China’s catch-up with the United States comes at a moment of extraordinary progress for the most advanced AI systems in both countries. Last September, OpenAI’s o1 model became the first to demonstrate far more advanced reasoning capabilities than earlier chatbots, a result that DeepSeek has now matched with far fewer resources. But these models are just the beginning. On Friday, OpenAI gave users access to the “mini” version of its o3 model. OpenAI’s not-yet-released full o3 model has reportedly demonstrated a dramatic further leap in performance, though these results have yet to be widely verified. This acceleration of progress in capabilities has led some leading AI figures, such as Dario Amodei, the CEO of OpenAI competitor Anthropic, to predict that we could see AI that is “smarter than almost all humans at almost all things” by 2026 or 2027.
Projections of future AI capabilities are deeply contested, and claims made by those who financially benefit from AI hype should be treated with skepticism. But over the past two years, a growing number of experts have begun to warn that future AI advances could prove catastrophic for humanity. These include Geoffrey Hinton, the “Godfather of AI,” who specifically left Google so that he could speak freely about the technology’s dangers. Many of the world’s top scientists have co-signed a simple but chilling statement: “Mitigating the risk of extinction from AI should be a global priority alongside other societal-scale risks such as pandemics and nuclear war.”

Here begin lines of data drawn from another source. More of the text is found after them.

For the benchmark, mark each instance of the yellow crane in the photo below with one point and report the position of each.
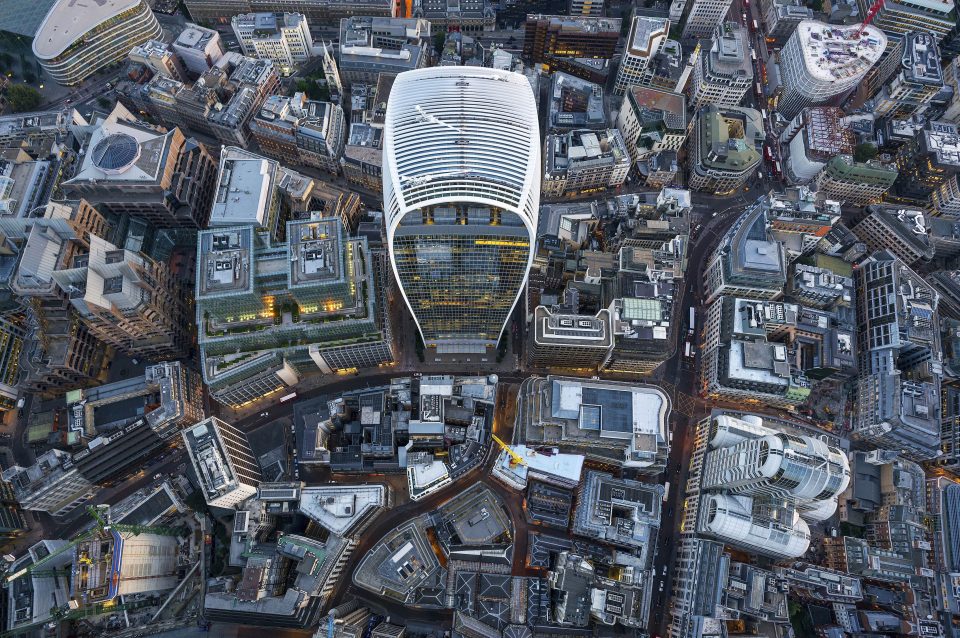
(515, 459)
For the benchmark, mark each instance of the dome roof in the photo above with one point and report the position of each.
(116, 153)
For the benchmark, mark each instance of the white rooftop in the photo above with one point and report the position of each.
(338, 507)
(833, 52)
(244, 189)
(69, 20)
(565, 466)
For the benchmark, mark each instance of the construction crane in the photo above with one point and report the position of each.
(515, 459)
(101, 514)
(871, 14)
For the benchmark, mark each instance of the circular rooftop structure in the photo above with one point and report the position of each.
(116, 153)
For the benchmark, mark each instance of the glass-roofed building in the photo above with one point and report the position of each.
(269, 312)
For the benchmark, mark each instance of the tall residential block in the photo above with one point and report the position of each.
(73, 43)
(461, 168)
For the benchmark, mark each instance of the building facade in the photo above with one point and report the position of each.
(281, 37)
(72, 45)
(460, 225)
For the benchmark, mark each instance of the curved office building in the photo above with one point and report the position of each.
(761, 487)
(74, 41)
(461, 186)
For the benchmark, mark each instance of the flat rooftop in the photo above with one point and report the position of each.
(644, 32)
(224, 261)
(943, 139)
(580, 24)
(835, 52)
(245, 189)
(338, 508)
(70, 20)
(194, 37)
(315, 251)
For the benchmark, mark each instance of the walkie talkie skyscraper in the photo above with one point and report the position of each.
(461, 188)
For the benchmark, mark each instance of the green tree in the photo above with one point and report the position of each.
(864, 152)
(22, 97)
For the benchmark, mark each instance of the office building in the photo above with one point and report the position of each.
(561, 42)
(567, 340)
(53, 484)
(128, 301)
(898, 394)
(926, 162)
(461, 288)
(281, 37)
(652, 121)
(723, 75)
(748, 262)
(817, 287)
(821, 61)
(362, 160)
(72, 45)
(584, 161)
(644, 42)
(700, 572)
(268, 312)
(575, 104)
(129, 168)
(371, 46)
(34, 599)
(781, 17)
(618, 512)
(225, 467)
(757, 486)
(858, 183)
(800, 220)
(896, 19)
(565, 413)
(704, 17)
(300, 131)
(725, 151)
(23, 19)
(219, 104)
(112, 564)
(586, 8)
(12, 340)
(743, 361)
(814, 137)
(918, 81)
(199, 48)
(901, 231)
(472, 17)
(943, 499)
(158, 57)
(316, 11)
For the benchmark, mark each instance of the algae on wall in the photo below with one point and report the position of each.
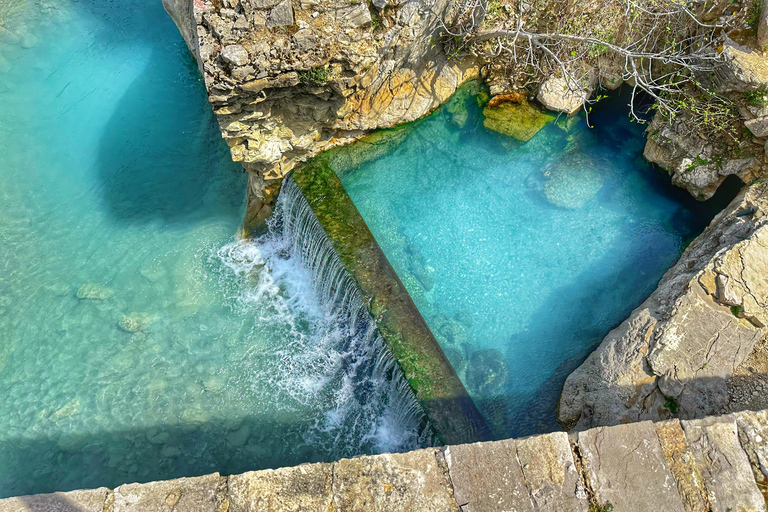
(432, 378)
(513, 115)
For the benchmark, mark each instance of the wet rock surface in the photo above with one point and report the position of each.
(717, 464)
(288, 80)
(676, 352)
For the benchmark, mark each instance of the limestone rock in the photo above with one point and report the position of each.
(135, 322)
(753, 428)
(572, 180)
(94, 291)
(744, 69)
(724, 465)
(234, 55)
(518, 119)
(487, 373)
(300, 488)
(73, 501)
(375, 81)
(691, 159)
(627, 468)
(561, 95)
(688, 336)
(762, 25)
(281, 15)
(550, 473)
(393, 482)
(758, 126)
(488, 476)
(198, 494)
(356, 15)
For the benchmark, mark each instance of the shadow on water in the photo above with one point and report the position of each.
(87, 460)
(161, 156)
(596, 309)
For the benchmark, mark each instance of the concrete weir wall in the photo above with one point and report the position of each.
(433, 380)
(716, 464)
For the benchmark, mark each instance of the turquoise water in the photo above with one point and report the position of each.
(139, 339)
(521, 257)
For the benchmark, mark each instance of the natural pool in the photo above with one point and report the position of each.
(138, 339)
(522, 256)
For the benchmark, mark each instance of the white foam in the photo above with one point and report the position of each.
(333, 359)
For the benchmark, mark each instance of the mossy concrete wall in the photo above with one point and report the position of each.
(716, 464)
(438, 389)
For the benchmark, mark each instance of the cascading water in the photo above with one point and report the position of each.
(133, 347)
(374, 407)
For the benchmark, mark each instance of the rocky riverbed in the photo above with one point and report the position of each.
(290, 79)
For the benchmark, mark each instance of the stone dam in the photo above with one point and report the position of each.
(715, 464)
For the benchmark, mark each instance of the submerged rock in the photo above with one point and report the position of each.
(94, 291)
(572, 181)
(135, 322)
(487, 373)
(458, 106)
(370, 147)
(574, 178)
(512, 115)
(240, 436)
(457, 358)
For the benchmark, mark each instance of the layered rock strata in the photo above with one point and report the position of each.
(290, 79)
(675, 352)
(712, 465)
(694, 158)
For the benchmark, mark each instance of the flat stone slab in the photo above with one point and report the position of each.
(413, 481)
(626, 467)
(714, 464)
(305, 488)
(724, 465)
(753, 427)
(91, 500)
(550, 473)
(533, 474)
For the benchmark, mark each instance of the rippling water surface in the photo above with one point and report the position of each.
(522, 256)
(138, 339)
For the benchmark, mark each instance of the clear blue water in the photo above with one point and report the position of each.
(521, 257)
(140, 340)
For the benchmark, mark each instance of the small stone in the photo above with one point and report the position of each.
(487, 372)
(135, 322)
(29, 40)
(758, 127)
(242, 72)
(241, 23)
(94, 291)
(170, 451)
(355, 16)
(240, 436)
(281, 15)
(235, 55)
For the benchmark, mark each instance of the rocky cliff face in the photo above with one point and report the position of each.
(677, 350)
(695, 159)
(290, 79)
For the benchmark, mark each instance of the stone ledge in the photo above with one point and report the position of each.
(714, 465)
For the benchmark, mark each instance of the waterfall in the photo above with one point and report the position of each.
(369, 405)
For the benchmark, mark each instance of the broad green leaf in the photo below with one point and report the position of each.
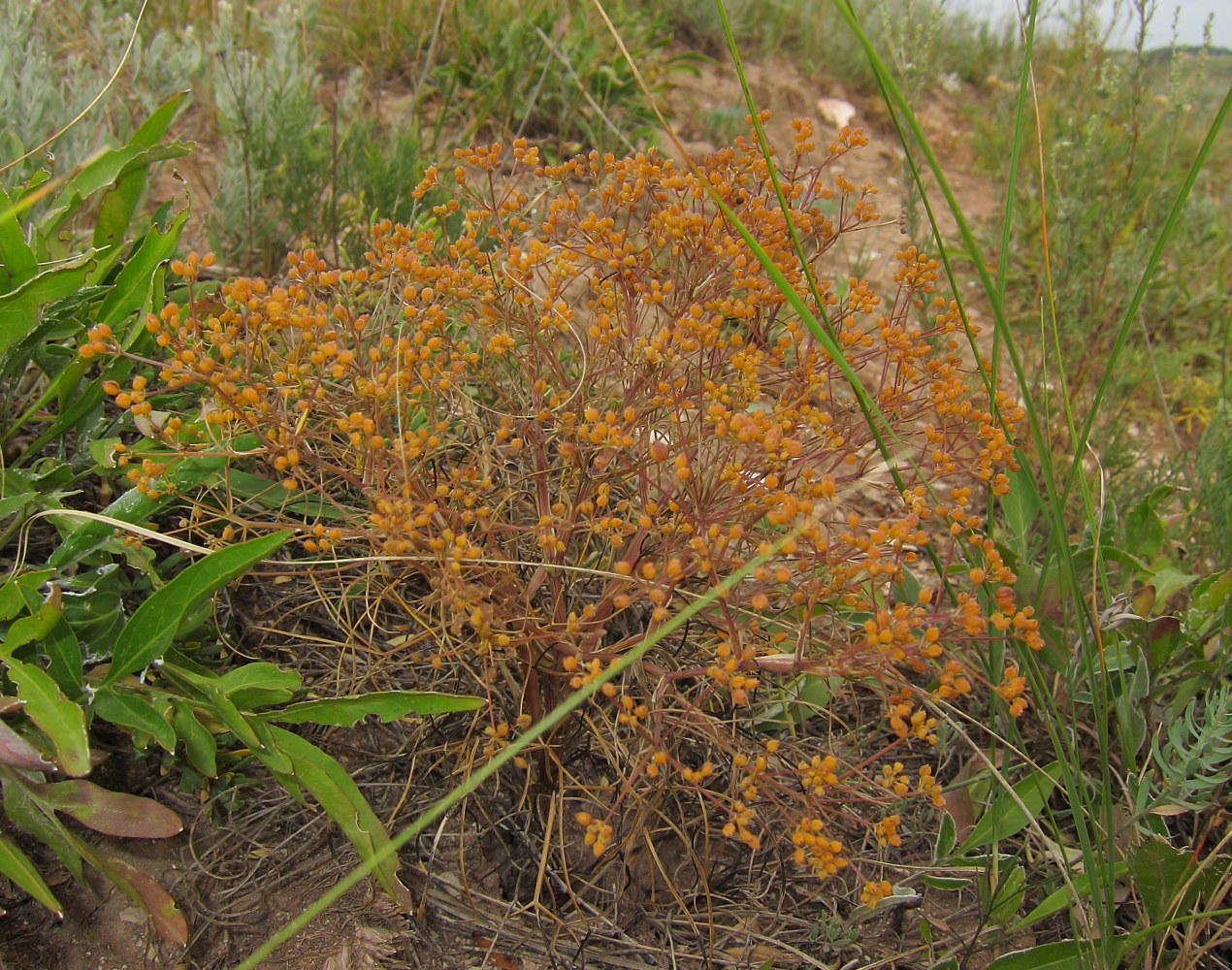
(64, 659)
(16, 752)
(9, 504)
(58, 718)
(101, 172)
(273, 496)
(132, 287)
(19, 593)
(17, 866)
(44, 825)
(1068, 954)
(258, 686)
(135, 711)
(388, 705)
(111, 812)
(121, 201)
(1213, 592)
(1168, 579)
(19, 307)
(154, 624)
(30, 629)
(268, 748)
(17, 260)
(1144, 528)
(1164, 879)
(1064, 897)
(946, 838)
(226, 711)
(329, 783)
(149, 895)
(1004, 818)
(199, 743)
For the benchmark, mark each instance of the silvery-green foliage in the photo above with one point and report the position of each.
(276, 142)
(1194, 754)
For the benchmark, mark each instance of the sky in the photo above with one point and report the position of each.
(1189, 27)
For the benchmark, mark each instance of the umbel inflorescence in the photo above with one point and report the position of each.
(583, 404)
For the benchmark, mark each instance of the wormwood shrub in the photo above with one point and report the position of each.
(590, 404)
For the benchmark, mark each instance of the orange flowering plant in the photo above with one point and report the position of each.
(585, 405)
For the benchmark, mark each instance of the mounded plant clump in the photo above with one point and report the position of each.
(582, 404)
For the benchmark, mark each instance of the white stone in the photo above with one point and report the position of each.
(835, 111)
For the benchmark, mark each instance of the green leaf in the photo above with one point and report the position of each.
(17, 866)
(1162, 875)
(64, 659)
(154, 624)
(199, 743)
(388, 705)
(1004, 818)
(105, 169)
(19, 307)
(9, 504)
(1144, 528)
(149, 895)
(1068, 954)
(16, 752)
(44, 825)
(17, 260)
(30, 629)
(1064, 897)
(273, 496)
(1021, 506)
(111, 812)
(121, 201)
(333, 788)
(946, 837)
(1167, 579)
(132, 287)
(258, 686)
(1003, 904)
(137, 713)
(59, 719)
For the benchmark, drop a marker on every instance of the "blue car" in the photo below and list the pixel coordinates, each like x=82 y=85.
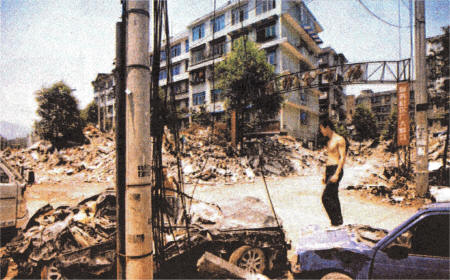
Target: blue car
x=417 y=249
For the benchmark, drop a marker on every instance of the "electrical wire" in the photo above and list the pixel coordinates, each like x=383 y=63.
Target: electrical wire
x=378 y=17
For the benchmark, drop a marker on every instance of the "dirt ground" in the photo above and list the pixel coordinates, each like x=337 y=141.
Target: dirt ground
x=296 y=199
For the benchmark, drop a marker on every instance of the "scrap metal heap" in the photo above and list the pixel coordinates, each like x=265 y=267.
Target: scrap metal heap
x=79 y=241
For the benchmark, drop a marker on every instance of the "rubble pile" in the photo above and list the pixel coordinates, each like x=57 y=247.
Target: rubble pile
x=204 y=158
x=93 y=162
x=210 y=158
x=65 y=239
x=79 y=241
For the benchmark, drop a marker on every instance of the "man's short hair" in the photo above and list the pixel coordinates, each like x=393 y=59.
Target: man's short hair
x=326 y=122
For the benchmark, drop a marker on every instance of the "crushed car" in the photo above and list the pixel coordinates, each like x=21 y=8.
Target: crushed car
x=79 y=241
x=417 y=249
x=13 y=210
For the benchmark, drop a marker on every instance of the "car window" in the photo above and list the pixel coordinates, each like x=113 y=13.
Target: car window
x=429 y=237
x=4 y=178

Predicting what a future threat from advanced AI might look like is a necessarily speculative exercise that veers into the realm of science fiction and dystopia. One of the most common fears is a scenario in which AI systems are too intelligent to be controlled by humans and could potentially seize control of global digital infrastructure, including anything connected to the internet. Some experts dismiss these notions and believe that such extraordinary capabilities are far off or, even if they arrived, would not result in loss of human control over AI systems.
This scientific uncertainty puts policymakers in a tricky spot. But it’s not the job of policymakers to adjudicate which camp is right. It is their job, however, to prepare for the different contingencies, including the possibility that the dire predictions come true.
Given the complex and fast-evolving technical landscape, two policy objectives are clear. The United States must do everything it can to stay ahead of China in frontier AI capabilities. And it must also prepare for a world in which both countries possess extraordinarily powerful—and potentially dangerous—AI systems. In essence, it needs to dominate the frontier of AI and simultaneously defend against the risks.
Of these two objectives, the first one—building and maintaining a large lead over China—is far less controversial in U.S. policy circles, where it is widely seen as a core imperative for technology and security policy today.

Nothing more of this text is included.